Die Verwendung von assert wird von der Mehrheit der Programmierer positiv bewertet. Ist das richtig? Was spricht für bzw. gegen seine Verwendung?
Pro:
- assert kann als rein abstrakter, nicht codegenerierender Teil der Dokumentation betrachtet werden.

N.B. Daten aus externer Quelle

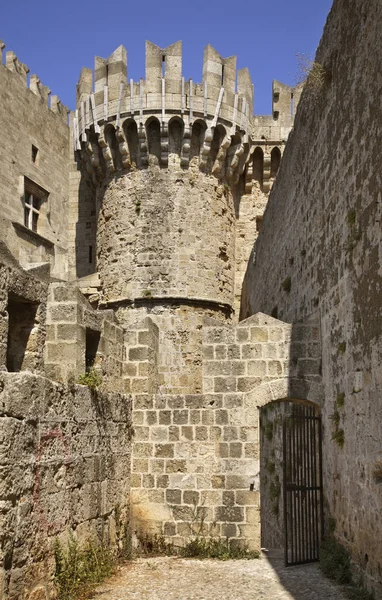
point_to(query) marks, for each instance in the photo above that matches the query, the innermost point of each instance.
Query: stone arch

- Assertions sind direkt im Quelltext definiert, d.h.:
- DokumentationImQuelltext ist dann besonders nützlich, wenn die Übereinstimmung der Dokumentation mit dem, was der Code wirklich tut, automatisiert stattfinden kann.
- Mehr Bequemlichkeit (Hat meiner Erfahrung nach große Auswirkungen auf Konsistenz und Nutzung)
- Assertions sind eine erweiterte Typdefinition -> Verbesserter Fehlerlokalisation, wenn viele unterschiedlichen (z.B. fremde) Komponenten / Module im Einsatz sind.
- Mit Assertions wird die Überprüfung von Vor-/Nachbedingungen explizit und an definierter Stelle ausgedrückt. Damit veschwindet das ein oder andere if(eingabeCondition) {throw new Exception()} aus dem Methoden Body.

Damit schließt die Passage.